Beberapa saat hening menguasai sore. Saya diam dan Ayah juga diam. Sunyi yang sangat senyap, suara tarikan nafas Ayah pun tidak terdengar. Saya pejamkan mata sejenak untuk benar-benar bisa merasakan perjuangan Ayah agar anak sulungnya ini tetap bisa mengejar Sarjana seperti impianya. Dan kini tinggal beberapa langkah lagi. Sebentar lagi ijazah yang akan saya dapat itu akan menjadi kado indah buat Ayah. Ayah memang tidak pernah berkata apa-apa tentang gelar Sarjana yang akan segera saya peroleh (Insya Allah). Hanya saja dari cerita Ibu saya tahu, gelar sarjana anaknya dari tanah Jawa, akan menaikkan derajat Ayah di hadapan saudara-saudaranya. Dan akan bisa membuat beliau berdiri dan duduk sama tinggi dengan mereka tanpa merasa rendah diri dan direndahkan.

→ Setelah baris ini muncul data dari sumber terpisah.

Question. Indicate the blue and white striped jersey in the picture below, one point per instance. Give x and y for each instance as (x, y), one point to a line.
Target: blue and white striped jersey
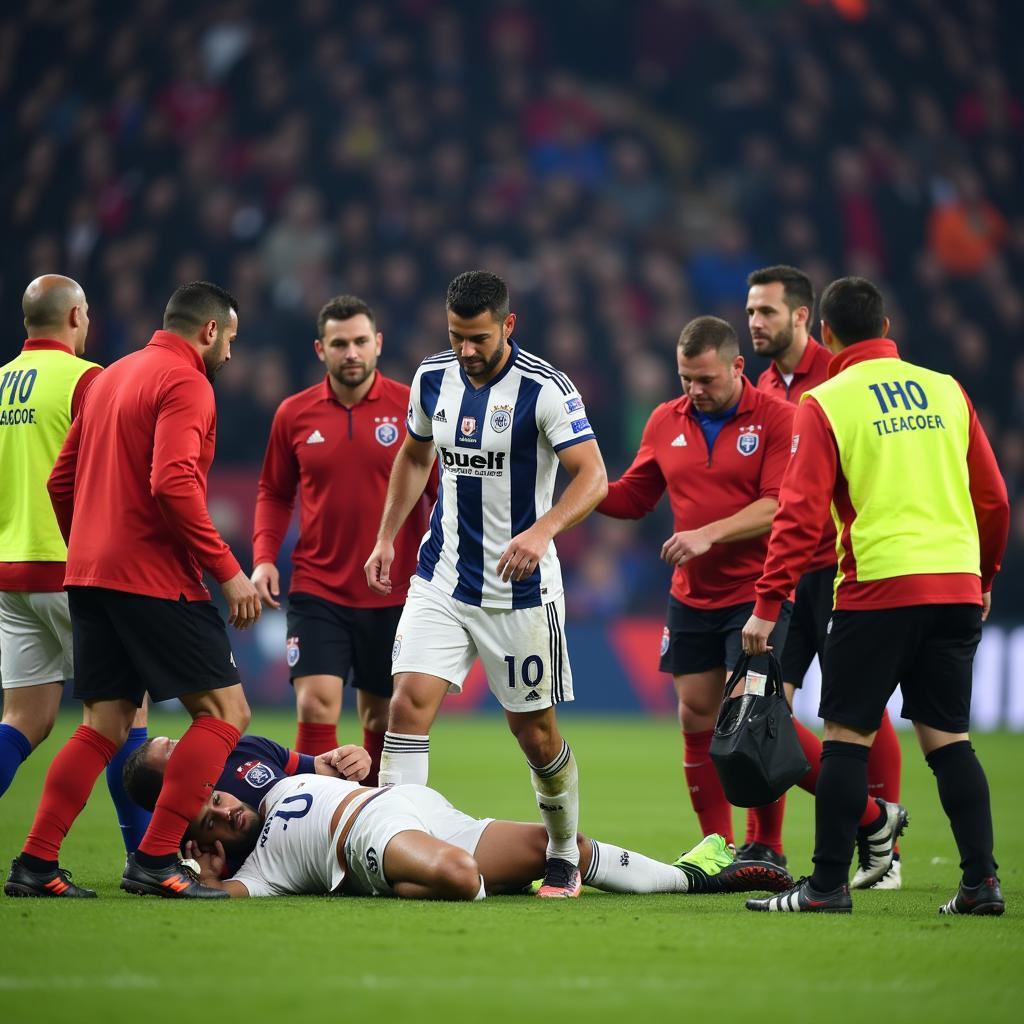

Tetapi jika saya pulang maka ada kemungkinannya untuk tidak bisa balik lagi ke sini karena ketiadaan biaya. Lalu kado indah buat Ayah bisa sirna, beliau akan tetap di pandang rendah, dan tetap tidak akan dihargai sampai hayat menjemput. Ayah akan menderita sepanjang hidup. Tidak akan pernah bahagia menyentuh harinya agak sejenak. Ah, lagi-lagi saya berpikir tentang itu. Padahal bulan lalu, Ayah telah berjanji pada saya melalui Ibu, bahwa kuliah saya pasti tetap berlanjut meski harus mengeluarkan banyak uang untuk membeli tiket pulang.

"Masih ingat puluhan pohon pinang yang dulu kamu tanam di pinggiran kolam?"

"Iya, masih." Jawab saya.

Dulu ketika masih SMP saya menanam banyak sekali pohon pinang. Suatu saat agar saya atau siapapun tinggal memetik buahnya saja untuk tambahan uang saku. Inspirasi seperti itu saya dapat dari kampung tetangga, dimana mereka (yang punya tanah) menanam pinang di sekeliling tanah mereka dan buahnya banyak sekali. Setiap minggu saya lihat si empunya memetik buah pinang dari ratusan pohon yang berjejer rapi. Lalu ketika Kamis tiba, saya lihat dia kewalahan mengangkut goni-goni besar menuju pasar. Isinya adalah pinang yang sudah ia belah dua dan sudah di jemur.

"Sudah bisa dipetik sekarang. Tapi maaf uangnya belum sampai ke tangan kamu. Uangnya selalu terpakai buat jajan adik-adik sama kebutuhan Ibu di dapur."

Saya tersenyum mendengarnya. memang dulu saya niatkan untuk penambah pemasukan. Tapi beberapa waktu terakhir ini saya justru tidak ingat sama sekali. Saya hanya ingat tentang gurame yang saya modali dari tabungan THR beberapa tahun.

"Iya, tidak apa-apa. lagi pula saya tanam dulu niatnya juga untuk menambah penghasilan."

Begitu saya jawab sekenanya karena masih ada sedikit beban pikiran yang menyumbat hati.

"Ekhm." Ayah batuk kecil beberapa kali. Tarikan nafasnya kini terdengar sedikit berdesah.

"Tenang saja, Ayah yang pastikan kamu akan balik lagi kesana, melanjutkan kuliah setelah berlebaran di kampung. Meskipun kita bukan orang kaya, Ayah jamin kamu akan sekolah sampai lulus."

Ah, Ayah memang laur biasa. beliau mengerti ketakutan yang masih menjamah raga saya. Namun kali ini saya telah mendengar langsung dari Ayah bahwa saya akan tetap berkuliah setelah ini. Kata-kata Ayah membuat saya jauh lebih tenang.